In the future, we plan to move forward our approach to the next level of analysis, aiming to specify various clusters for distributed intelligence, in all the previous dimensions that are summarized at a high-level of abstraction in Figure 2
, below. Six layers of distributed intelligence are highlighted and will be analyzed further in our future combined computer science and business and innovation research:
Distributed Business and Innovation Strategy
Distributed Smart Machines and Smart intelligence Ecosystem
Distributed Business Models power by Big Data
Distributed Innovation Capabilities Framework
Distributed Processes Management
Big Data Distributed Information Processing Framework
In this paper, we aimed to show that the distributed big data integration framework gives the same results as those obtained from local integration. Moreover, it did not violate any logical consistency test, including Jena Ontology API, HermiT, and Pellets reasoners.
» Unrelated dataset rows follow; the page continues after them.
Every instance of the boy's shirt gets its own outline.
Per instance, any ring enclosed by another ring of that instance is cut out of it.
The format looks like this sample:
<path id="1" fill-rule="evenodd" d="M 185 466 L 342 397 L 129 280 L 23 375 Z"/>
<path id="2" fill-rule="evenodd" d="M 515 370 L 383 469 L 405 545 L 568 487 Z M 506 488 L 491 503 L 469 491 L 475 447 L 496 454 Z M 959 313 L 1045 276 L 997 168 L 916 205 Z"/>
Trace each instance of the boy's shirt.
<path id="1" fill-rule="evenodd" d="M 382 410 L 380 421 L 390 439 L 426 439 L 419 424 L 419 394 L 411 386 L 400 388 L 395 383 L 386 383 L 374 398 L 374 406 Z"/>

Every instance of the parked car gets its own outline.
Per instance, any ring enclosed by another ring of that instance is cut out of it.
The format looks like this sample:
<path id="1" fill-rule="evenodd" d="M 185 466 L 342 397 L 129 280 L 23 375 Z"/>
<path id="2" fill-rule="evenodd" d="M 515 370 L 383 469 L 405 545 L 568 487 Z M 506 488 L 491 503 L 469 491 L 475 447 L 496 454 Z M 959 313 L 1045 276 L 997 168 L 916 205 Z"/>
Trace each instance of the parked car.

The resulting ontology is equivalent to the ontology resulted from the local integration in terms of: ontology size before the integration, the number of added items, skipped items, and overlapped items, ontology size after integration step, the number of edges, vertices, and roots. This distributed integration framework was not limited to GO; it can be generalized to other areas in biology or any different domain such as medicine, education, pharmacology, weather, or language. Starting from the domain ontology, the Split GO algorithm can be used to divide the domain ontology into a set of sub-ontologies with high similarity within the sub-ontologies and minimum overlap between them, and rendering the split as balanced as possible. Next, each sub-ontology is allocated to one of the slaves before starting the integration process. After that, each slave takes the input data and adds any related data to its sub-ontology and sends the data added to the master node. Finally, the master node removes duplicates and adds the data to the global ontology. As a result, we will have a global ontology that contains all the data and an equivalent version represented by a set of sub-ontologies that can be used for further processing.
The results showed how our proposed approach in the big data integration framework is efficient in integrating data in a distributed manner, and provides the same results as those obtained from the local integration. The distributed integration framework is efficient in solving the issue of big data volume and unceasing growth. These results were mainly limited by the system used to run our assessment. Our system considerably limited our ability to have more VM, processors, and RAM for each virtual machine. If we had had more powerful machines; we could have completed assessments using large sample sizes, which we could not achieve in this study. In future studies, there is a possibility of applying our big data integration framework to other domains, such as pharmacology or medicine.